Here's version four with a swap from fixed-length integers to variable- length compressed integers which allow us to skip compression of the index (since the non-integer data is all uncompressable checksums). I've also added the uncompressed size of each chunk to the index to make it easier to figure out how much space to allocate for the uncompressed chunk.
+-+-+-+-+-+====================+=================+========================+ | ID | Checksum type (ci) | Header checksum | Compression type (ci ) | +-+-+-+-+-+====================+=================+========================+
+=================+=======+=================+ | Index size (ci) | Index | Compressed Dict | +=================+=======+=================+
+===========+===========+ | Chunk | Chunk | ==> More chunks +===========+===========+
(ci) Compressed (unsigned) integer - An variable length little endian integer where the first seven bits of the number are stored in the first byte, followed by the next seven bits in the next byte, and so on. The top bit of all bytes except the final byte must be zero, and the top bit of the final byte must be one, indicating the end of the number.
ID '\0ZCK1', identifies file as zchunk version 1 file
Checksum type This is an 8-bit unsigned integer containing the type of checksum used to generate the header checksum and the total data checksum, but *not* the chunk checksums.
Current values: 0 = SHA-1 1 = SHA-256
Header checksum This is the checksum of everything from the beginning of the file until the end of the index when the header checksum is all \0's.
Compression type This is an integer containing the type of compression used to compress dict and chunks.
Current values: 0 - Uncompressed 2 - zstd
Index size This is an integer containing the size of the index.
Index This is the index, which is described in the next section.
Compressed Dict (optional) This is a custom dictionary used when compressing each chunk. Because each chunk is compressed completely separately from the others, the custom dictionary gives us much better overall compression. The custom dictionary is compressed without a custom dictionary (for obvious reasons).
Chunk This is a chunk of data, compressed with the custom dictionary provided above.
The index:
+==========================+==================+===============+ | Chunk checksum type (ci) | Chunk count (ci) | Data checksum | +==========================+==================+===============+
+===============+==================+===============================+ | Dict checksum | Dict length (ci) | Uncompressed dict length (ci) | +===============+==================+===============================+
+================+===================+==========================+ | Chunk checksum | Chunk length (ci) | Uncompressed length (ci) | ... +================+===================+==========================+
Chunk checksum type This is an integer containing the type of checksum used to generate the chunk checksums.
Current values: 0 = SHA-1 1 = SHA-256
Chunk count This is a count of the number of chunks in the zchunk file.
Checksum of all data This is the checksum of everything after the index, including the compressed dict and all the compressed chunks.
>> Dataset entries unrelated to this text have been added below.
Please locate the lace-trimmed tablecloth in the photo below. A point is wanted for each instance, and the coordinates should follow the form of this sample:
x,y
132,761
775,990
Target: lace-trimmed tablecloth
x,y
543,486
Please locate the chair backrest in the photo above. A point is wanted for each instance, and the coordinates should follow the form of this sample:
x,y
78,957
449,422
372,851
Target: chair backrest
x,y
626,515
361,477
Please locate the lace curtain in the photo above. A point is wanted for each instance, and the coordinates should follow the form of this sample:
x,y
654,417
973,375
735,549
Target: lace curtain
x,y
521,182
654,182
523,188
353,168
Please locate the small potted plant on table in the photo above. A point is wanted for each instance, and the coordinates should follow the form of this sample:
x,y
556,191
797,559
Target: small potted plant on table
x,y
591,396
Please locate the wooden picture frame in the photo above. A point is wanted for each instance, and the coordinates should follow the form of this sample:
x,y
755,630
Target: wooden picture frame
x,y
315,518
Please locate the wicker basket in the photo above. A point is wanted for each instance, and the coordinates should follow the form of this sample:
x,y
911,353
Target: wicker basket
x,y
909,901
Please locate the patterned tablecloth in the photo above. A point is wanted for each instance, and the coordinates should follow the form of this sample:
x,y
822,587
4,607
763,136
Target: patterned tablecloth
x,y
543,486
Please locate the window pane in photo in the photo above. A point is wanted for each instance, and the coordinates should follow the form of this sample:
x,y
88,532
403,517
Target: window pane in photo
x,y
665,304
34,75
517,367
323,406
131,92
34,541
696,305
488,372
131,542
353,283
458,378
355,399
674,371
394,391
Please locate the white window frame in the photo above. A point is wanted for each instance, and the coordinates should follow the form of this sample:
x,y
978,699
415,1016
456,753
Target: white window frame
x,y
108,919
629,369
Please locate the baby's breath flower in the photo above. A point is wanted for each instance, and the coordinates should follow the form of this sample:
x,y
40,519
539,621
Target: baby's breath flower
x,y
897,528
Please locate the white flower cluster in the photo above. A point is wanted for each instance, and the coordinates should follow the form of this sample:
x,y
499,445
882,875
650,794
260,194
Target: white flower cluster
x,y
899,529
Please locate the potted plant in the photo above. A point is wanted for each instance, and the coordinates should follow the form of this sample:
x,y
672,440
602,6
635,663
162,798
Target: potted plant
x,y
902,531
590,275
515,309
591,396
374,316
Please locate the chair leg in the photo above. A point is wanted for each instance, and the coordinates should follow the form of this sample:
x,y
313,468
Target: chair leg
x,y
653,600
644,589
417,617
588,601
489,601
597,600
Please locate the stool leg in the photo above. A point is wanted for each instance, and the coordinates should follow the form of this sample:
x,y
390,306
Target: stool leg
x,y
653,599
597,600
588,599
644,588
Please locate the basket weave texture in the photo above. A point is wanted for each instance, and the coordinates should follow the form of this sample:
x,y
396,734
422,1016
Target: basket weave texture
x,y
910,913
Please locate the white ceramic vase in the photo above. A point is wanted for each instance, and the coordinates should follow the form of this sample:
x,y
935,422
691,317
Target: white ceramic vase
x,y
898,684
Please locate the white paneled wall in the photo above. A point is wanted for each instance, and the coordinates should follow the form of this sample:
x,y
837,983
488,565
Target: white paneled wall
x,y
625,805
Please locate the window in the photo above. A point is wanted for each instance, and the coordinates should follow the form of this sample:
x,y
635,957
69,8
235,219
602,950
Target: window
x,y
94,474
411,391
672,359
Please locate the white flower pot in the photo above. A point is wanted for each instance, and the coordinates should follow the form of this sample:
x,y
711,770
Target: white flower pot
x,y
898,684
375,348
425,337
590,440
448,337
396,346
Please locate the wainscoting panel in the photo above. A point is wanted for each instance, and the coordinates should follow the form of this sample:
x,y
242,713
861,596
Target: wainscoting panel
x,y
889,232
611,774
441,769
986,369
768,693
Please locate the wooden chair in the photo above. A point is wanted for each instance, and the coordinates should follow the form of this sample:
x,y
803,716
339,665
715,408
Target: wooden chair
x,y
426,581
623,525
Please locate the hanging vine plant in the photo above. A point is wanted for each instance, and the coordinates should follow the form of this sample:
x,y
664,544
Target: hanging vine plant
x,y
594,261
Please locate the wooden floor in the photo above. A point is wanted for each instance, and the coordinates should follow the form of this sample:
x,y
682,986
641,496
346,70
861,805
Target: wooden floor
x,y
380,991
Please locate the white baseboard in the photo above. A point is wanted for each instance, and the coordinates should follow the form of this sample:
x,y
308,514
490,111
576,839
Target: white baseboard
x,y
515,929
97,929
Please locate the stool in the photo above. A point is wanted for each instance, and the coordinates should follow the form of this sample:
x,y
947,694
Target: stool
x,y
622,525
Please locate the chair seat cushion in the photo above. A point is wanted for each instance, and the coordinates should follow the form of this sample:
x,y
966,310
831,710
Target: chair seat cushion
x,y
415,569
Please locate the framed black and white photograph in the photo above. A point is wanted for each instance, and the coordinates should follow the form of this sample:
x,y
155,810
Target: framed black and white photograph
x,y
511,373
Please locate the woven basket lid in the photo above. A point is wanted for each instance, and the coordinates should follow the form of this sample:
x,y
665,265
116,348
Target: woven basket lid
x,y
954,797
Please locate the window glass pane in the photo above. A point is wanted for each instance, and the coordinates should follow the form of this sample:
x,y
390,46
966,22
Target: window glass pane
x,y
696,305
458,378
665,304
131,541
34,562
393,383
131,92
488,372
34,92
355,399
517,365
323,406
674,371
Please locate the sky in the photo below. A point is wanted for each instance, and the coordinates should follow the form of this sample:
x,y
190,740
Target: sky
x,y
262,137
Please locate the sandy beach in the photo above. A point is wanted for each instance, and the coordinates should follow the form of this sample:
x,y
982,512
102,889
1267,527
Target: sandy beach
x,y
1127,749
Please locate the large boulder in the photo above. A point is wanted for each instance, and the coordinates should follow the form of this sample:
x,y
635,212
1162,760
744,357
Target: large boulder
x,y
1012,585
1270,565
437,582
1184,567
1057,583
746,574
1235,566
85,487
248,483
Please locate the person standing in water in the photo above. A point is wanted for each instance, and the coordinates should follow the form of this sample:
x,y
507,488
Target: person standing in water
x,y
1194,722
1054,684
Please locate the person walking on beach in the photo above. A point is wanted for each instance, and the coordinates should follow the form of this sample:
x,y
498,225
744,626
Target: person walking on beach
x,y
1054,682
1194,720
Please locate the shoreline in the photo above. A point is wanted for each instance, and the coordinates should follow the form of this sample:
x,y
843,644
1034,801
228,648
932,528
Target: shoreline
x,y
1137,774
This checksum is generated using the overall checksum type, *not* the chunk checksum type.
Dict checksum This is the checksum of the compressed dict, used to detect whether two dicts are identical. If there is no dict, the checksum must be all zeros.
Dict length This is an integer containing the length of the dict. If there is no dict, this must be a zero.
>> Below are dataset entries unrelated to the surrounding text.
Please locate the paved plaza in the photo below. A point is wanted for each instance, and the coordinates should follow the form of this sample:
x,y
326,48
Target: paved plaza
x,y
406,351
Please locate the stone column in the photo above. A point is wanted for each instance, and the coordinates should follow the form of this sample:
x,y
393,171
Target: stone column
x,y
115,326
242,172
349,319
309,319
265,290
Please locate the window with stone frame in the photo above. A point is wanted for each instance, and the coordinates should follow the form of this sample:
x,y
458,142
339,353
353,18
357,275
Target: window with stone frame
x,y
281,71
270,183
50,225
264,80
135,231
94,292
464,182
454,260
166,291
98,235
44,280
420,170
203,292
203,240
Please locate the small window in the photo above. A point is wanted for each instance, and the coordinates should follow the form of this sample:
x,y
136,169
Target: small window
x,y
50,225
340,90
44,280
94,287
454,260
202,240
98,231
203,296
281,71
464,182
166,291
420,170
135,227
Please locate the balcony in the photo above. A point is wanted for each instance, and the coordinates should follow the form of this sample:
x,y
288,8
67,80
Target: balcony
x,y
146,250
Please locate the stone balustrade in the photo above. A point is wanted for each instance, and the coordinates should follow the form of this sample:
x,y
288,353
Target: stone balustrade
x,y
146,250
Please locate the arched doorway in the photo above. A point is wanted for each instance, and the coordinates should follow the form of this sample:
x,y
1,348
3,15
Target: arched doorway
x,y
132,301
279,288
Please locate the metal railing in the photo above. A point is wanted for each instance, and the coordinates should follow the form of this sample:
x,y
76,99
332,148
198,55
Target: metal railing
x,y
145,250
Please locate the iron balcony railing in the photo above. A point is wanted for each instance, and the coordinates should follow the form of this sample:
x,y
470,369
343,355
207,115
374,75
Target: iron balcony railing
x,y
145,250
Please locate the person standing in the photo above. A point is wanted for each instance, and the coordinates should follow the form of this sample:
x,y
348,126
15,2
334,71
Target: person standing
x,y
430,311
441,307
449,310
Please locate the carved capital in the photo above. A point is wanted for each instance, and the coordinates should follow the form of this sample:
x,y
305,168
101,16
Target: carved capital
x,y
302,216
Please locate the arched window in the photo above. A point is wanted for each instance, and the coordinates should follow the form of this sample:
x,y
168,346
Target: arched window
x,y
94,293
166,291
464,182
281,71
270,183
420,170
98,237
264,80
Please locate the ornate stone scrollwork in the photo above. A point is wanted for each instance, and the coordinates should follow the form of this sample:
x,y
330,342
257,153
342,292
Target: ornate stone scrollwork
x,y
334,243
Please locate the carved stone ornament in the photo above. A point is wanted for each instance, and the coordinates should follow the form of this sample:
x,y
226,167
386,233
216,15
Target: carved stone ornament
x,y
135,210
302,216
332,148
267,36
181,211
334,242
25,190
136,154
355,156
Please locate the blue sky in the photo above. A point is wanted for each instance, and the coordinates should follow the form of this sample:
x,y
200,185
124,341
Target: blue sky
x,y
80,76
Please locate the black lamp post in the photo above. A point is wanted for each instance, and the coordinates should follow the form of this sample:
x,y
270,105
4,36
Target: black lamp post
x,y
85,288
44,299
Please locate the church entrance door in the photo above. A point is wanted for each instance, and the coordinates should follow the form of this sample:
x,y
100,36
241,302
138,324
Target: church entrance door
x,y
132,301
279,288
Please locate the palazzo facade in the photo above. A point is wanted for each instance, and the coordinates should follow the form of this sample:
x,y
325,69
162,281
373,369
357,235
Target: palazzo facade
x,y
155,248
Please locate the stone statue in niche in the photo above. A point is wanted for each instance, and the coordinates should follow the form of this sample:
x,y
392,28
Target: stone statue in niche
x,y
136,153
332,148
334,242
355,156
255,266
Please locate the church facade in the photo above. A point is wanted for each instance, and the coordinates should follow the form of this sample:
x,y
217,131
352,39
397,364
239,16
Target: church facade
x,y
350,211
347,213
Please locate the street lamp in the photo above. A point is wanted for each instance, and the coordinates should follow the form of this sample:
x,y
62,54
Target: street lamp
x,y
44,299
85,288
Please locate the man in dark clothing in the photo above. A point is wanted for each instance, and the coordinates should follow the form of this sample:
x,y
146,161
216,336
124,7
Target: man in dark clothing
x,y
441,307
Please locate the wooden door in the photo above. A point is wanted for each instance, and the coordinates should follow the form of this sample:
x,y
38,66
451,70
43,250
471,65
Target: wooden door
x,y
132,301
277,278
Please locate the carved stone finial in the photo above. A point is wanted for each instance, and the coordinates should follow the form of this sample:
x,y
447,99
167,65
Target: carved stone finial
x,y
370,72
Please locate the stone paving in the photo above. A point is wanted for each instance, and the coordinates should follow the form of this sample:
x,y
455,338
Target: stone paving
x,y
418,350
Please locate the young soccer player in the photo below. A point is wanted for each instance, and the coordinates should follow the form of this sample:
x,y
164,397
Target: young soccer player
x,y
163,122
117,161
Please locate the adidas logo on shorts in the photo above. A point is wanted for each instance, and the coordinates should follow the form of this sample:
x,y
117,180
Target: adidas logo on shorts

Uncompressed dict length This is an integer containing the length of the dict after it has been decompressed. If there is no dict, this must be a zero.
Chunk checksum This is the checksum of the compressed chunk, used to detect whether any two chunks are identical.
Chunk length This is an integer containing the length of the chunk.
Uncompressed dict length This is an integer containing the length of the chunk after it has been decompressed.
The index is designed to be able to be extracted from the file on the server and downloaded separately, to facilitate downloading only the parts of the file that are needed, but must then be re-embedded when assembling the file so the user only needs to keep one file.